Chen Luquan, with the TCM and acupuncture department of Beijing's Tongren Hospital, puts it this way: "Jingluo function as pipes that deliver energy to every part of the body, and acupuncture points are like valves. When the acupuncture points are stimulated, it is like the valves are readjusted to function more effectively, improving the energy flow."

The philosophy represents the TCM consensus, but practitioners sometimes disagree on acupuncture points' locations.

But the concept of treating weight issues with TCM is to stimulate those points responsible for metabolism and the endocrine system.

An improved metabolism burns fat, while many diets instead rid the body of water.

If the treatments can adjust appetites, then patients will eat only as much as they should.

But convenience, rather than effectiveness, might be TCM weight treatments' real trump card.

A typical regimen calls for acupuncture and massage three to seven times a week for the first two weeks, and two to four times a week afterward.

Catgut embedment enables stimulation of acupuncture points outside of the clinic and requires fewer visits from patients - two to four a month. The injection of animal intestine strips stimulates the points as the body absorbs them.

"It's not practical for me to diet, because I often dine out with friends and clients," Wang Jianhua, a road construction contractor in Beijing, says.

"But getting catgut injections two or three times a month is easy."

She recently resumed her catgut therapy after a two-year hiatus.

Wang first tried the therapy at Beijing's Tongren Hospital in early 2009, and was thrilled when her weight dropped from 90 kg to 60 kg in six months.

Wang had been overweight since childhood, when she received hormone treatments to treat pneumonia.

"It seldom occurred to me that I needed to lose weight," she recalls.

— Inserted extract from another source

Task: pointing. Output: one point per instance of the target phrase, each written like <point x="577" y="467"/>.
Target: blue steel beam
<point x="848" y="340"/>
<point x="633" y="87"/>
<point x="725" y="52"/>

She gained more weight in 2004, when she took more hormone treatments for optic neuritis (an inflammation of the optic nerve that affects sight) and suffered from irregular menstruation.

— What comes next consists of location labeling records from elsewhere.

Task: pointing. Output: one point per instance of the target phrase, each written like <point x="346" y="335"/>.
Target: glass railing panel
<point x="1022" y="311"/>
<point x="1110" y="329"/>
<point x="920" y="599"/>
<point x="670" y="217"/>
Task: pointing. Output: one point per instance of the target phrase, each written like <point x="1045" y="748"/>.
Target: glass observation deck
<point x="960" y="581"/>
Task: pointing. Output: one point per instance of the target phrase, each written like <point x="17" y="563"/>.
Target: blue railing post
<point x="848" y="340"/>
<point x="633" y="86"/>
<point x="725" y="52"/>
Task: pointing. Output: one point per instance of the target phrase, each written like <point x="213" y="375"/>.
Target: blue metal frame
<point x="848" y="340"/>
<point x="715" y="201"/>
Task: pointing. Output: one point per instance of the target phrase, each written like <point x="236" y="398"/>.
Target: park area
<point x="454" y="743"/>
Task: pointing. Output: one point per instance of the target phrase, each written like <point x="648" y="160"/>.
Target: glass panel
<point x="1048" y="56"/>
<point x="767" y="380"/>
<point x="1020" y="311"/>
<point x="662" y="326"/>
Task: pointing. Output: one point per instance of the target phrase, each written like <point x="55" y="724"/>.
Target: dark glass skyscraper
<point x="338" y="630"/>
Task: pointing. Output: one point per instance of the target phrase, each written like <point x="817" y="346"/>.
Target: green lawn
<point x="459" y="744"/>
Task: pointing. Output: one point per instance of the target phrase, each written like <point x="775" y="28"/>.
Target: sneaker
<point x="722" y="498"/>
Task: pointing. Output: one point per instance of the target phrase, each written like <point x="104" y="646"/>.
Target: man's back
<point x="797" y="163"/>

It was then that she decided to lose weight. "It's about health more than appearance," she says.
Her doctor, Chen Luquan, advised her to try catgut therapy, because she was busy with work and traveled often.

"The result was magical," Wang says. "It totally exceeded my expectations."

She menstruated normally and her sleep improved, she says.

Chen says TCM treatments are "green" solutions to weight problems.

"They have no side effects and can make people healthier," Chen says.

"But people should not suddenly stop their treatments."

Abruptly halting TCM therapies can disrupt the metabolic normalization that comes with organ function harmonization, Chen says.

"And after treatments end, healthy diets and exercise are important to stay healthy."